If anything, the Nordic countries are perfect illustrations of the ideas of economist Arthur Laffer. In 1974 Laffer was meeting with Ford administration officials Dick Cheney and Donald Rumsfeld. The economist reportedly sketched a simple curve on a napkin, explaining that higher tax rates do not always lead to increased revenues. At some point, when taxes reach a high enough rate, they become so damaging to the economy that tax incomes actually shrink as taxes go up. The same idea was proposed by 14th century Muslim scholar Ibn Khaldun, who analyzed how dynasties fell as the size of government bloated.
Development of tax rates (percentage of GDP), OECD
1955 | 1965 | 1975 | 1985 | 1995 | 2005 | 2013 | |
Denmark | 23 | 30 | 38 | 45 | 48 | 50 | 49 |
Finland | 27 | 30 | 36 | 39 | 45 | 42 | 44 |
Sweden | 24 | 31 | 39 | 45 | 46 | 47 | 43 |
Norway | 28 | 30 | 39 | 43 | 41 | 43 | 41 |
UK | 30 | 29 | 34 | 36 | 32 | 34 | 33 |
US | 24 | 24 | 25 | 25 | 27 | 26 | 25 |
Today, the Nordic countries embody the idea of Arthur Laffer (and hopefully not also those of Ibn Kahldun). A study published by the European Central Bank for example finds that Sweden is on the tip of the Laffer curve when it comes to average taxes on incomes. This means that increasing taxes further on labour would have such a damaging effect on the economy that revenues would not increase. Tax rates in Denmark and Finland are also shown to be close to this extreme case (Norway is not included in the analysis). For capital taxation, Denmark and Sweden are shown in the same study to be on the wrong side of the Laffer curve. This means that capital taxes in the two countries are so damaging that reducing them would actually lead to more money being levied by the tax authorities.

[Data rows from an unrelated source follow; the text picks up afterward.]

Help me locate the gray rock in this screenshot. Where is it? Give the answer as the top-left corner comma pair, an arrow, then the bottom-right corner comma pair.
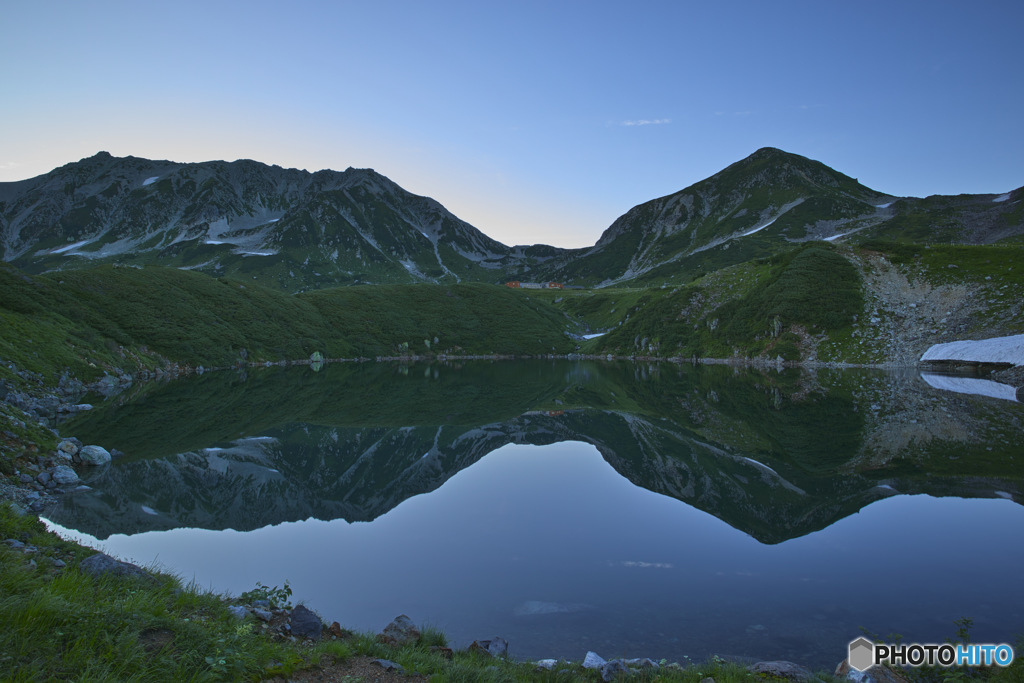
377,614 -> 420,645
78,445 -> 111,465
288,605 -> 324,640
227,605 -> 249,622
373,659 -> 406,674
746,659 -> 820,682
51,465 -> 79,486
57,438 -> 81,458
598,659 -> 630,683
469,638 -> 509,657
78,553 -> 153,579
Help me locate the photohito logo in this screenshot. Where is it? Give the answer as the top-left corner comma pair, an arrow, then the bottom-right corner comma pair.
848,638 -> 1014,671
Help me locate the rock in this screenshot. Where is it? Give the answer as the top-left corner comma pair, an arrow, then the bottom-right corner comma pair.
623,657 -> 657,669
78,553 -> 153,579
598,659 -> 630,683
836,659 -> 909,683
78,445 -> 111,465
288,605 -> 324,640
51,465 -> 79,486
469,638 -> 509,657
746,659 -> 820,681
373,659 -> 406,674
377,614 -> 420,645
227,605 -> 249,622
57,438 -> 81,458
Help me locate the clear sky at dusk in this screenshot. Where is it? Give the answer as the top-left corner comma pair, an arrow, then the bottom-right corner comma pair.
0,0 -> 1024,247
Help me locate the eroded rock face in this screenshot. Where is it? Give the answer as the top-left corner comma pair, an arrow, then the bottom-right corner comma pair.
748,659 -> 820,683
78,553 -> 153,579
78,445 -> 111,465
288,605 -> 324,640
469,638 -> 509,657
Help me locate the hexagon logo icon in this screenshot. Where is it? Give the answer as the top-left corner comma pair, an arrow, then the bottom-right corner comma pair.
848,638 -> 874,671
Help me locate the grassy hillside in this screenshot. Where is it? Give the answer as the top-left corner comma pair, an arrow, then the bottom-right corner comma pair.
595,245 -> 862,360
0,265 -> 574,382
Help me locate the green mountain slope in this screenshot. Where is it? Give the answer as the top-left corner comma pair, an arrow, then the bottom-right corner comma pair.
0,265 -> 574,380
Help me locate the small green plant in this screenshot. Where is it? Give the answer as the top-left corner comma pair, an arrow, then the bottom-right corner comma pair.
239,581 -> 292,609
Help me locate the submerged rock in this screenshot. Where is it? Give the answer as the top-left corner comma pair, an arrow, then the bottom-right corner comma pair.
377,614 -> 420,645
288,605 -> 324,640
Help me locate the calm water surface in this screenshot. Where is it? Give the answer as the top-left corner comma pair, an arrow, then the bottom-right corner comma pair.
49,361 -> 1024,669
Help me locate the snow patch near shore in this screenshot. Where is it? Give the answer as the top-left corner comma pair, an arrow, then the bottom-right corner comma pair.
921,335 -> 1024,366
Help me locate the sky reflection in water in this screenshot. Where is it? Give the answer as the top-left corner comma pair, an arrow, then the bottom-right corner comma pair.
48,442 -> 1024,669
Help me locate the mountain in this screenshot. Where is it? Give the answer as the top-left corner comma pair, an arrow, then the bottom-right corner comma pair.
0,153 -> 563,291
0,147 -> 1024,292
548,147 -> 1024,284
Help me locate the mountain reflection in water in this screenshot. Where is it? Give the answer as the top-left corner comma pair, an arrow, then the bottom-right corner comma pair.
49,360 -> 1024,668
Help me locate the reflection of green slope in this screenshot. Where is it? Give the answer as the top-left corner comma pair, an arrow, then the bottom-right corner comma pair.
52,361 -> 1024,543
62,361 -> 577,458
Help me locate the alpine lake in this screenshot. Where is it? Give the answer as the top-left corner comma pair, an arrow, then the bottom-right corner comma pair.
46,359 -> 1024,671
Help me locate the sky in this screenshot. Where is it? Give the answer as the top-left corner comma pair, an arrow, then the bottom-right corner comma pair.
0,0 -> 1024,247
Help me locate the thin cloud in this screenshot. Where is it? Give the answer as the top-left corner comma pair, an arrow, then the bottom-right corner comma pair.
618,119 -> 672,126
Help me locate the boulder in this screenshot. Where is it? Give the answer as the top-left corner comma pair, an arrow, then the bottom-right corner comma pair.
288,605 -> 324,640
746,659 -> 821,683
377,614 -> 420,645
373,659 -> 406,674
469,638 -> 509,657
227,605 -> 249,622
836,659 -> 909,683
50,465 -> 79,486
598,659 -> 630,683
57,438 -> 81,458
78,553 -> 153,579
78,445 -> 111,465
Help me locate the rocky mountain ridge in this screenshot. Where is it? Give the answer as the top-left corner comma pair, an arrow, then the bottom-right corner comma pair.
0,147 -> 1024,292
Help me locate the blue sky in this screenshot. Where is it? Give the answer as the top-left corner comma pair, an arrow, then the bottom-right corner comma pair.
0,0 -> 1024,247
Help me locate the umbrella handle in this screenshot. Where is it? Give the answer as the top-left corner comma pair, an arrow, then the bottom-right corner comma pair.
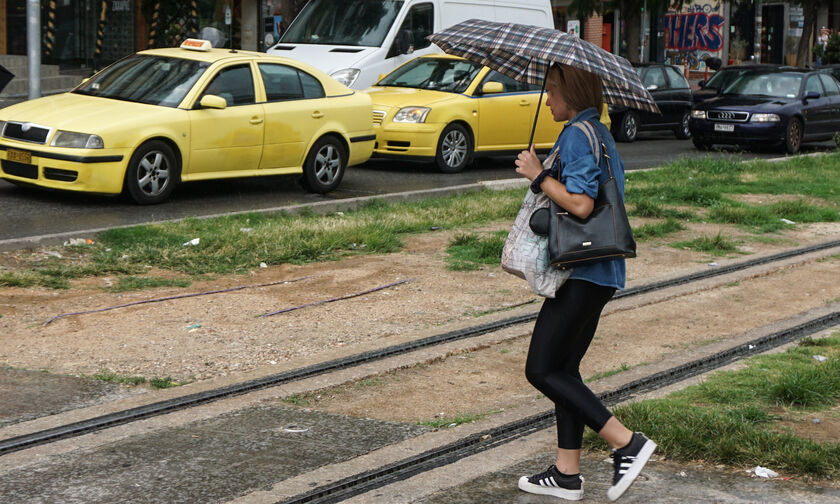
525,69 -> 548,150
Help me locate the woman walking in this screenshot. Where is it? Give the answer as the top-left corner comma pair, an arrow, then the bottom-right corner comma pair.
516,64 -> 656,501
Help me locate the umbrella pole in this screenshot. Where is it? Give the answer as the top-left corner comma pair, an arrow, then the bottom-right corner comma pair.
526,69 -> 548,149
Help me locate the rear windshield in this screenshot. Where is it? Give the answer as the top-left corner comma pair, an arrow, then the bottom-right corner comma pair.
73,54 -> 210,107
280,0 -> 404,47
724,73 -> 802,98
376,58 -> 481,93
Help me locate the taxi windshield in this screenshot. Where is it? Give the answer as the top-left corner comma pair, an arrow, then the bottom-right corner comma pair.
376,58 -> 481,93
280,0 -> 405,47
73,54 -> 210,107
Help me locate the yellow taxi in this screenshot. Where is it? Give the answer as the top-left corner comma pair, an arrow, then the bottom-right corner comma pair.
365,54 -> 610,173
0,39 -> 376,204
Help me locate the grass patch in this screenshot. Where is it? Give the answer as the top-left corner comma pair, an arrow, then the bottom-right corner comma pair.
585,333 -> 840,477
417,413 -> 489,429
283,394 -> 309,407
671,233 -> 738,256
93,371 -> 146,386
633,217 -> 685,241
446,231 -> 508,271
583,362 -> 630,383
106,276 -> 192,292
149,376 -> 181,388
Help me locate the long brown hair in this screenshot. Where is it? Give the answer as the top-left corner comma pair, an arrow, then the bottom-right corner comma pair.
548,63 -> 604,114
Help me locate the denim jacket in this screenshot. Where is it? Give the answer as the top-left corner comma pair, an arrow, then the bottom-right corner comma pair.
550,107 -> 626,290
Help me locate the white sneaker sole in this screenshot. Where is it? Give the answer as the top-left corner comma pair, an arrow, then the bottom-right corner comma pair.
519,476 -> 583,500
607,439 -> 656,501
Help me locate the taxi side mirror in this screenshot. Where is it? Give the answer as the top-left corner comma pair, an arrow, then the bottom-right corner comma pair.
481,81 -> 505,94
198,95 -> 227,110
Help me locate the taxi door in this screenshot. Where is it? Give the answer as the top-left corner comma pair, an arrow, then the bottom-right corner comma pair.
475,70 -> 528,151
189,63 -> 265,180
257,63 -> 329,171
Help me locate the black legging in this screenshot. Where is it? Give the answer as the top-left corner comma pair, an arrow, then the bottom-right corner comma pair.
525,280 -> 615,450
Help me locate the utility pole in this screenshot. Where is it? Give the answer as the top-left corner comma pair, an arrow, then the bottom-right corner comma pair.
26,0 -> 41,100
639,0 -> 649,63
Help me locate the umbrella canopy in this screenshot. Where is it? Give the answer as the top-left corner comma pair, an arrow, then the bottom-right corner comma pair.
428,19 -> 660,114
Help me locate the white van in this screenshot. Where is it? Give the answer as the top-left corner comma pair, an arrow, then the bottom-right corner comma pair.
267,0 -> 554,89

Several other studies support the idea that Swedish taxes are at, or close to, the tip of the Laffer curve. For instance, economist Åsa Hansson calculates the efficiency loss for each additional Swedish Krona levied and spent by the government. This loss can, according to Hansson, be up to 3 additional Krona if the money is spent on welfare payment which reduce the incentives for work.

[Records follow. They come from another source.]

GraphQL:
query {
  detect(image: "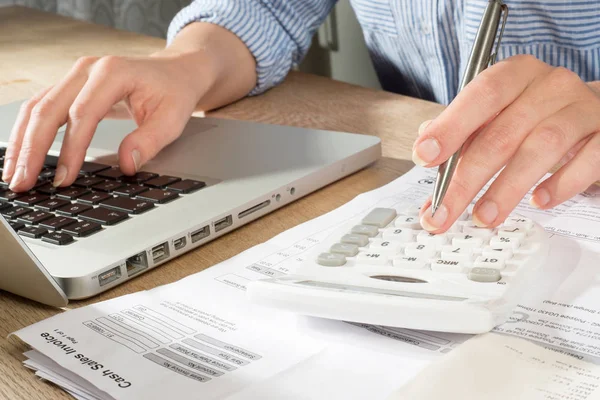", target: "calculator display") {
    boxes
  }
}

[295,280,467,301]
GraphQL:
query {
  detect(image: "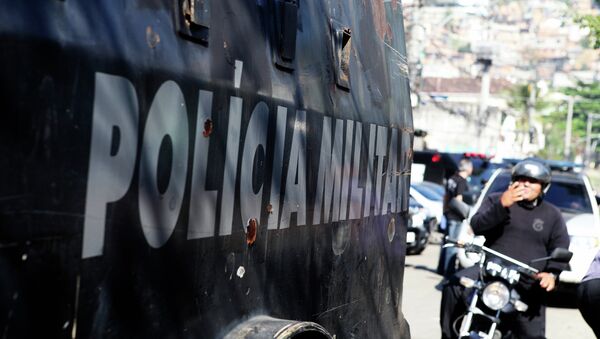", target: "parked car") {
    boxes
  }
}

[458,166,600,288]
[413,150,506,204]
[406,197,435,254]
[410,183,444,231]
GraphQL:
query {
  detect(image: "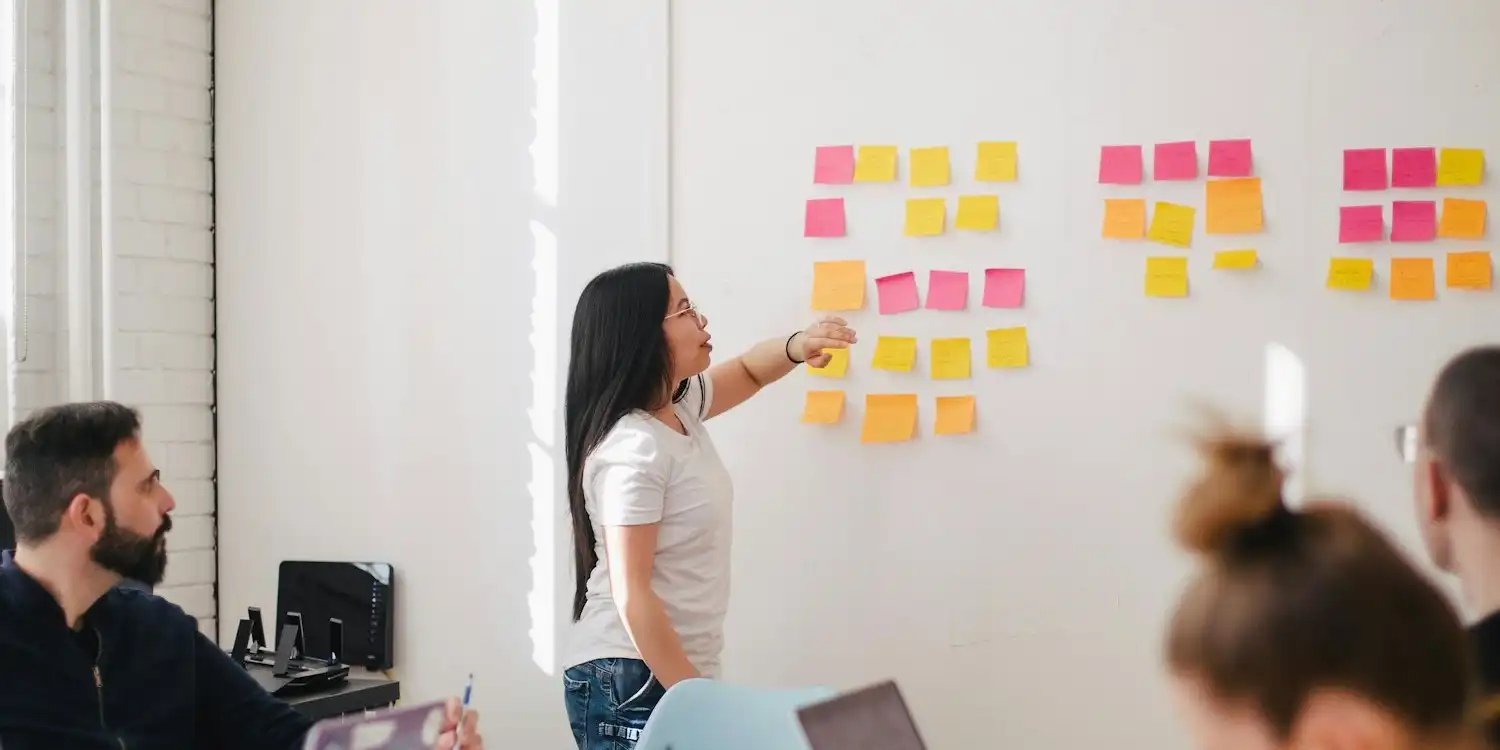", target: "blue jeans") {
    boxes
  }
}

[563,659,666,750]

To understand why taxes can have such significantly negative effects on the economy, one can consider the situation of a Swedish worker paying the maximum marginal tax rate and consuming his earnings. A payroll tax of 32 per cent is paid on the gross wage. There is then an average municipal tax of 32 per cent and a state tax of 25 per cent. Finally there is an average consumption tax of 21 per cent. A government report has calculated that the total effective marginal tax rate is 73 per cent. The report reaches the conclusion that a lower tax rate could in fact lead to higher public revenues.
A number of Danish studies point in the same direction. The think tank CEPOS in Copenhagen has, for example, calculated the effects of reducing the top marginal tax rate on labour from 56 to 40 per cent. The total effect of increased working hours amongst the affected groups would correspond to adding between 20,000 to 55,000 extra individuals to the labour force.

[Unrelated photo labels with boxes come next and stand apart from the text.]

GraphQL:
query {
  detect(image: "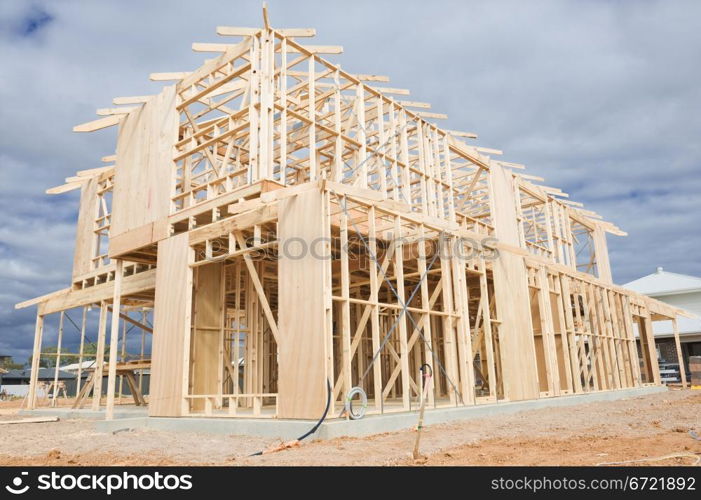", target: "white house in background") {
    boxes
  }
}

[623,267,701,373]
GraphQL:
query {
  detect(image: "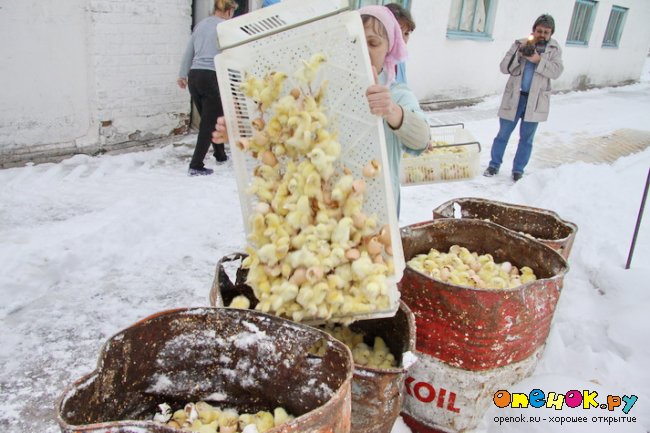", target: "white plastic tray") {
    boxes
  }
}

[400,124,481,186]
[215,0,404,320]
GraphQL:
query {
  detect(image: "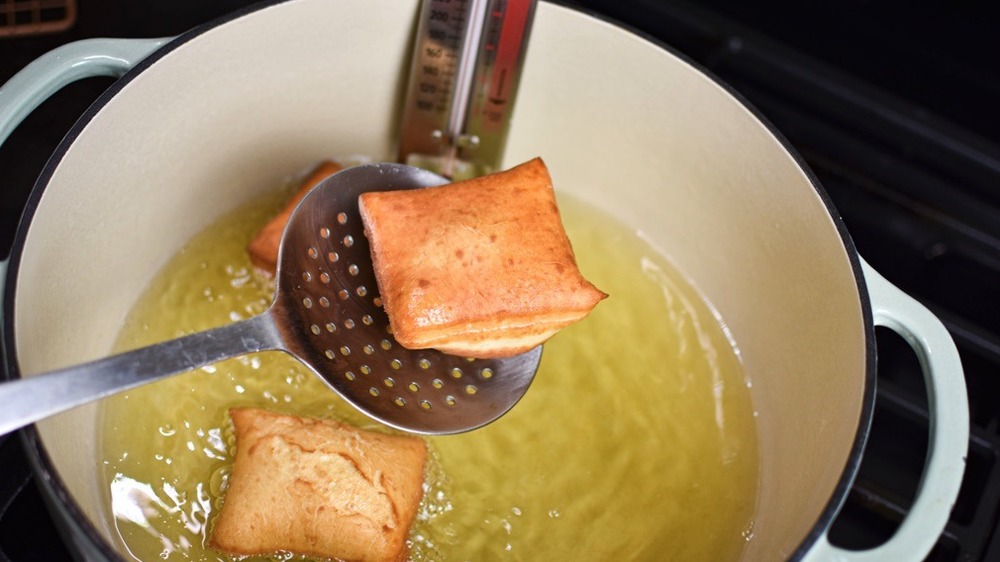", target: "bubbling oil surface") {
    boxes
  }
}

[101,183,758,561]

Rather than being bumblebees that defy traditional economic knowledge, Nordic countries re-inforce the idea that high tax levels are damaging to the economy. The nations teach us that tax rates can in fact become so high that they defy the very idea of income-maximization for the state coffers. Yet again, the experience of the Nordic countries are in line with the normal laws of the economic universe, as proposed by economists such as Arthur Laffer. Perhaps US National Public Radio should run this as their next story?